Страница 7 из 35
— Вишь, какая стрела-то ладная! С одного выстрела подшиб влёт, у самого берега. Добрый ужин нам будет!
— Ого! — в восхищении Юрась уставился на тушку, — дня два будем есть вкусно, а то и три. Удачлив ты, Олелько!
— Это нам Святовит помог, не иначе — приосанился гордый Олелько, — я огнём займусь. А ты гуся готовь — у тебя горшок.
Похвалив нащипанную бересту, Олелько споро собрал в кучу хворост, достал кремень с кресалом и вскоре у берёзы заполыхал огонёк. Чтобы варево было вкуснее, Юрась обежал ближние заросли, набрал с дюжину перезрелых берёзовиков, отыскал куст можжевельника с сизыми ягодами. Кислых яблок-дичков они надёргали ещё поутру, а пшено и лук несли из дому. В горшок пошли лапки, крылья, спинка и шейка.
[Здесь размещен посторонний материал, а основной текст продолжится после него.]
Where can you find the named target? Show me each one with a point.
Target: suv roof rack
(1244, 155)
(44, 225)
Печёнки и сердце Юрась отложил, чтобы поджарить на прутиках и заморить червячка в ожидании ужина, а сочную жирную грудку и мягкие бёдрышки приспособил над костром в дыму — прокоптится на скорую руку и ещё день-другой пролежит в мешке, не испортится.
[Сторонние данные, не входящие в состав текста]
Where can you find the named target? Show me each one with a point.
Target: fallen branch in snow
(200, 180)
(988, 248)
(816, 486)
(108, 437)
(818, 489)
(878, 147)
Гусиные потроха оказались жирны и вкусны необычайно. Друзья развалились на траве и упоённо жевали, прислушиваясь, как в углях булькает и пыхтит похлёбка. Лес теснился вокруг, тёмный, но дружелюбный. Олелько болтал без умолку — и находка и добыча казались ему хорошими знаками:
— Отслужу своё в детских, научусь копьём колоть, топором махать, на коне ездить. Меч мне дадут настоящий, Перуну посвятят, как воя.
— Ага, — согласился сонный Юрась и помешал ложкой в горшке.
— Кольчугу дадут на время, чтобы в походы ходил. С князем за уроком отправлюсь, дальние сёла трясти, литвинов примучивать, кривичей непокорных. А то опять князь на князя пойдёт, славная битва будет.
— Угу, — согласился Юрась и подбавил чуть соли.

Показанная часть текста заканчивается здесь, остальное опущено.